Miguel Molina giving it all in SEA Games

Jun Lomibao
Business Mirror
http://www.businessmirror.com.ph/index.php?option=com_content&view=article&id=19665:mm-giving-it-all-in-last-seag&catid=31:sports&Itemid=65

VIENTIANE—Miguel Molina is well on his way to repeating as Best Male Athlete of these 25th Southeast Asian (SEA) Games.

He also says he is on his way to completing his last SEA Games stint and final SEA Games participation in 2010 in Guangzhou.

And the high-tech suits?

Molina says he doesn’t like them. Just a bit, maybe.

“2011 SEA Games? A spectator, maybe,” said Molina, 25, when asked if he would continue representing the country.

“…I don’t think it’s fair to other Filipino swimmers and to myself [if I stay on the team], because I want to give it a hundred percent each time I’m here,” explained Molina, already winner of two gold medals—the 200 and 400 meters individual medley, two shy of the four he won in Nakhon Ratchasima two years ago that earned him the Best Male Athlete trophy.

“I’m actually looking at the Asian Games as my last race. Who knows, maybe if everything goes well, I might continue. I know it’s just one year apart, but a year of training and swimming is such a long time. We’ll see,” he said.

The suits?

“Honestly? I don’t like them,” he quipped. “And the reason the times are better here is because of the suits.”

The RP tankers are using the $500-a-piece full- or knee-high Speedo LZR suits, Molina included. The Thais and Singaporeans use the same, while some don TYR high-techs, Arena, Blue 70 and J-Kid.

“They are a lot faster this time…because there’re so many SEA Games records being broken. The competition is a lot faster, I think a lot of it has to do with the new swimsuit people are wearing.

“But I don’t want to blame the swimsuits because they’ll be banned by next year. And I think it has helped a lot of swimmers who are not necessarily better but more powerful, less technique, less endurance. It helps them glide faster on the water, so I think it’s an advantage. It will be good that these suits are banned.”

“I don’t like the suits. It changes swimming. You don’t have to work as hard.

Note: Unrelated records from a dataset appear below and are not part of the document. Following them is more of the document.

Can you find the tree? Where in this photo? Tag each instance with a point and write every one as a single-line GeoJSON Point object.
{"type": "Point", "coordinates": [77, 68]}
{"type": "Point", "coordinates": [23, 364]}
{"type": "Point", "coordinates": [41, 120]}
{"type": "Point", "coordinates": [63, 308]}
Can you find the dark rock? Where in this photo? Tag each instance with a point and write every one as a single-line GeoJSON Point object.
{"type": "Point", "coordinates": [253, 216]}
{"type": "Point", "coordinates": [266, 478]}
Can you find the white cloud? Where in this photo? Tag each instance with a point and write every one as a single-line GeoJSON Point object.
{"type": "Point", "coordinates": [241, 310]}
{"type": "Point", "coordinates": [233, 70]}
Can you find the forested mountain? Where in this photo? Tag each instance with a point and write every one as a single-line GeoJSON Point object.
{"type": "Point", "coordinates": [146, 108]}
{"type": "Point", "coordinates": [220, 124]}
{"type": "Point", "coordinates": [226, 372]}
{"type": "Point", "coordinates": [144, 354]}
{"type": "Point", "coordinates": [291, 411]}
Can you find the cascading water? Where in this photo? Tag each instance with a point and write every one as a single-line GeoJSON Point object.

For me, since I started using the suits in February, in a span of 10 months, it already changed my stroke,” said Molina, adding, “it affects your game.”

Molina swam the finals of the 200-meter breastroke on Sunday night. He will still swim the 200 free and 4x100 medley, hoping to win all to earn an unprecedented third-straight MVP trophy.

But the MVP trophy appeared farthest from his mind. He’s thinking retirement and when he does, he would like to be in a job where he is most relaxed and where he is most at home with—a desk job a hundred percent excluded.

As a coach?

Not really, he said. “But I tried a few months back when my coach had to fly to Hong Kong and I had to take over. But definitely, coaching is better than training,” he said.

As a lifeguard in a beach paradise somewhere?

“That will be good,” he said, smiling with eyes sparkling.